Quantum Fourier Transform Methods for Exponential Speedup in Computational Mechanics and Signal Processing

Supervisor Name

Adnan Daraghmeh

Supervisor Email

adn.daraghmeh@najah.edu

University

An-Najah National University

Research field

Mathematics

Bio

Description

This research proposes the development of novel quantum algorithms that integrate Fast Fourier Transform (FFT) techniques to achieve exponential speedup in solving computational mechanics problems and signal processing tasks.
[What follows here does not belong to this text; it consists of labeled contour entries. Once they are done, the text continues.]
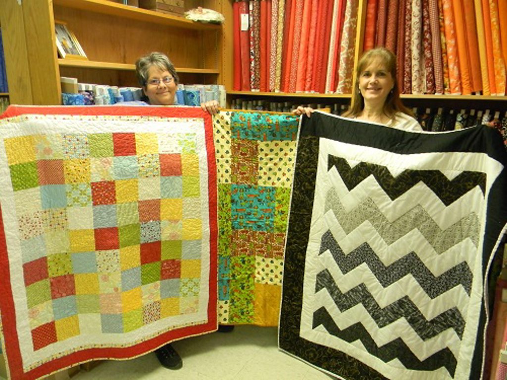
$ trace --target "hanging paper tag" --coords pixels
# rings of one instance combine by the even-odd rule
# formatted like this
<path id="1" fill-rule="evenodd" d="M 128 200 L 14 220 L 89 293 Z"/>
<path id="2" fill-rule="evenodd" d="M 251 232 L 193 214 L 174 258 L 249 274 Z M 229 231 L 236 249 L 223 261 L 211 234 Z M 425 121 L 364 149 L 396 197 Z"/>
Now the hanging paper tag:
<path id="1" fill-rule="evenodd" d="M 248 30 L 248 14 L 241 14 L 241 31 Z"/>

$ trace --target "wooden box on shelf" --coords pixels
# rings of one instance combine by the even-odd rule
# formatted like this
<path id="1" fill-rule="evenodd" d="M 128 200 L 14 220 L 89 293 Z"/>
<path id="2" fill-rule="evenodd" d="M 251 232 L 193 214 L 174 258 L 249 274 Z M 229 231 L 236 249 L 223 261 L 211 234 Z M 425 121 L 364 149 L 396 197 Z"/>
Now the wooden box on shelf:
<path id="1" fill-rule="evenodd" d="M 113 3 L 119 3 L 124 5 L 129 5 L 131 7 L 139 7 L 139 0 L 109 0 Z"/>
<path id="2" fill-rule="evenodd" d="M 139 0 L 139 7 L 177 16 L 185 12 L 184 0 Z"/>

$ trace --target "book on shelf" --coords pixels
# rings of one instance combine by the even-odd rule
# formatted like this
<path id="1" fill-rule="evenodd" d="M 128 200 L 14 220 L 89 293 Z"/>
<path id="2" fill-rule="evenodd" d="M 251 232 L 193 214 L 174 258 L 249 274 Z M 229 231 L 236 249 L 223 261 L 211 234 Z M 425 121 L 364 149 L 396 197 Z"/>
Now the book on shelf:
<path id="1" fill-rule="evenodd" d="M 2 28 L 0 28 L 0 92 L 9 92 L 7 85 L 7 72 L 5 65 L 5 54 L 2 42 Z"/>

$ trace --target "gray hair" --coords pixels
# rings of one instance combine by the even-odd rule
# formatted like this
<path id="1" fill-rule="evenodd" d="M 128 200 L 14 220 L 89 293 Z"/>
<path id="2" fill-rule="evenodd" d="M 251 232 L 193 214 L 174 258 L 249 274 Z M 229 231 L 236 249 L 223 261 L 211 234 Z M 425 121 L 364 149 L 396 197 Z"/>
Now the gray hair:
<path id="1" fill-rule="evenodd" d="M 148 70 L 152 66 L 155 65 L 162 71 L 167 70 L 174 79 L 174 83 L 178 84 L 179 78 L 176 73 L 176 69 L 172 62 L 165 54 L 153 52 L 141 57 L 135 61 L 135 75 L 137 82 L 141 87 L 146 87 L 148 82 Z"/>

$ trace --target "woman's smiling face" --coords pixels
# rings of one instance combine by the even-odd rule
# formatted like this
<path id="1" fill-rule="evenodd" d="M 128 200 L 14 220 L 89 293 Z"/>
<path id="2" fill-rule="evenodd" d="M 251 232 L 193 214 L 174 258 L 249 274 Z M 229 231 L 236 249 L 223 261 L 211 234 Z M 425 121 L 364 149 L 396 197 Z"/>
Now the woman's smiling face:
<path id="1" fill-rule="evenodd" d="M 392 75 L 380 59 L 373 61 L 359 77 L 359 90 L 365 105 L 369 102 L 383 104 L 394 87 Z"/>
<path id="2" fill-rule="evenodd" d="M 174 104 L 176 89 L 176 83 L 168 71 L 161 70 L 155 65 L 148 69 L 148 80 L 143 91 L 150 99 L 150 104 L 172 105 Z"/>

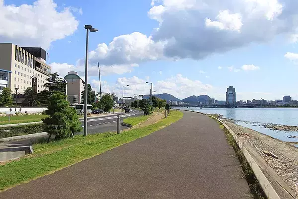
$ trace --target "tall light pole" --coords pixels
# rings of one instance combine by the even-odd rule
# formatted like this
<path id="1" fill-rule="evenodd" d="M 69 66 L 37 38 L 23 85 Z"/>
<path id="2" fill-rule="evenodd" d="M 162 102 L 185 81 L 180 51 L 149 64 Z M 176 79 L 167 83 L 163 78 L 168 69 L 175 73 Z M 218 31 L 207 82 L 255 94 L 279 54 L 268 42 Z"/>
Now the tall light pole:
<path id="1" fill-rule="evenodd" d="M 122 86 L 122 112 L 123 112 L 124 110 L 124 107 L 123 106 L 124 101 L 123 101 L 123 90 L 124 90 L 124 87 L 128 87 L 129 85 L 123 85 Z"/>
<path id="2" fill-rule="evenodd" d="M 65 100 L 67 101 L 67 81 L 64 78 L 61 83 L 65 84 Z"/>
<path id="3" fill-rule="evenodd" d="M 101 109 L 103 110 L 103 108 L 102 108 L 102 105 L 101 105 L 101 81 L 100 79 L 100 68 L 99 68 L 99 61 L 97 61 L 97 64 L 98 64 L 98 75 L 99 76 L 99 92 L 100 92 L 100 106 L 101 107 Z"/>
<path id="4" fill-rule="evenodd" d="M 151 84 L 151 90 L 150 91 L 150 95 L 151 96 L 151 100 L 150 100 L 150 103 L 151 103 L 150 105 L 151 105 L 153 102 L 152 102 L 152 92 L 153 91 L 153 83 L 152 82 L 146 82 L 147 84 Z"/>
<path id="5" fill-rule="evenodd" d="M 97 32 L 98 30 L 92 27 L 92 25 L 85 25 L 85 29 L 87 30 L 86 37 L 86 60 L 85 64 L 85 103 L 84 107 L 84 136 L 88 135 L 88 127 L 87 117 L 88 116 L 88 44 L 89 42 L 89 31 Z"/>
<path id="6" fill-rule="evenodd" d="M 18 88 L 15 88 L 15 91 L 16 91 L 16 99 L 15 99 L 15 107 L 17 106 L 17 90 L 18 90 Z"/>

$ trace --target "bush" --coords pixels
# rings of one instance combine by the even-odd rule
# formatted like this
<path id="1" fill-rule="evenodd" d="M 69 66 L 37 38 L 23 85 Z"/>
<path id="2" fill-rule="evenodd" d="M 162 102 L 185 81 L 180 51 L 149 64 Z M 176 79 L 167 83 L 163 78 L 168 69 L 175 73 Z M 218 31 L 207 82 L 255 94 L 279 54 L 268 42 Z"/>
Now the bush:
<path id="1" fill-rule="evenodd" d="M 46 131 L 45 129 L 44 124 L 0 128 L 0 138 L 41 133 Z"/>

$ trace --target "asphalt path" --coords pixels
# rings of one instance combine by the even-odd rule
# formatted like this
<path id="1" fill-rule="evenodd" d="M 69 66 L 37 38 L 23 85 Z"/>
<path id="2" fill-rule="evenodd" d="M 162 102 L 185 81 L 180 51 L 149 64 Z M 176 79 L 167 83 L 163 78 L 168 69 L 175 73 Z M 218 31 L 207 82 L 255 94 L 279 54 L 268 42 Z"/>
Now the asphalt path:
<path id="1" fill-rule="evenodd" d="M 0 193 L 0 198 L 253 199 L 218 124 L 183 112 L 161 130 Z"/>
<path id="2" fill-rule="evenodd" d="M 120 115 L 121 122 L 122 123 L 123 120 L 128 117 L 138 117 L 143 115 L 143 112 L 138 110 L 131 110 L 129 113 L 119 113 Z M 92 118 L 89 117 L 88 118 L 88 133 L 89 134 L 104 133 L 106 132 L 117 131 L 117 114 L 114 113 L 104 117 Z M 82 123 L 82 126 L 84 127 L 84 121 L 80 120 Z M 121 130 L 126 129 L 128 127 L 121 126 Z M 84 134 L 83 130 L 76 135 L 82 135 Z M 19 140 L 15 140 L 8 142 L 8 143 L 13 144 L 31 144 L 33 142 L 41 138 L 47 138 L 48 136 L 40 136 L 33 138 L 24 139 Z"/>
The core challenge lies in the fact that while the Quantum Fourier Transform (QFT) serves as the quantum analogue to the classical FFT and leverages quantum parallelism to reduce time complexity , its practical implementation in areas like computational homogenization and multiscale analysis remains largely unexplored . The central aim is to design and validate quantum solvers that combine conventional FFT-based algorithms with quantum computing principles to reduce computational complexity from classical (O(N^c)) to quantum polylogarithmic (O((log N)^c)) . The methodology will employ the Quantum Fourier Transform alongside techniques such as quantum encoding of polynomials and fixed-point iterations, reimagining classical FFT-based approaches within a quantum circuit framework . The expected contribution is the demonstration of exponential acceleration for representative volume element (RVE) problems, bringing concurrent multiscale computing closer to practicality . Application domain one focuses on computational mechanics and materials science, where the quantum RVE solver will enable efficient simulation of complex microstructures that are currently intractable with classical methods . Application domain two targets signal processing and autocorrelation computation, where QFT-based methods can leverage quantum parallelism for denoising, system identification, and telecommunications applications with reduced computational complexity . The significance of this work lies in establishing a foundational bridge between classical FFT-dominated fields and quantum computing, potentially revolutionizing how we approach large-scale scientific computing problems. The feasibility is supported by recent theoretical proofs and numerical evidence confirming the anticipated polylogarithmic complexity of quantum FFT-based solvers, as well as advances in quantum signal processing that enable efficient polynomial approximations.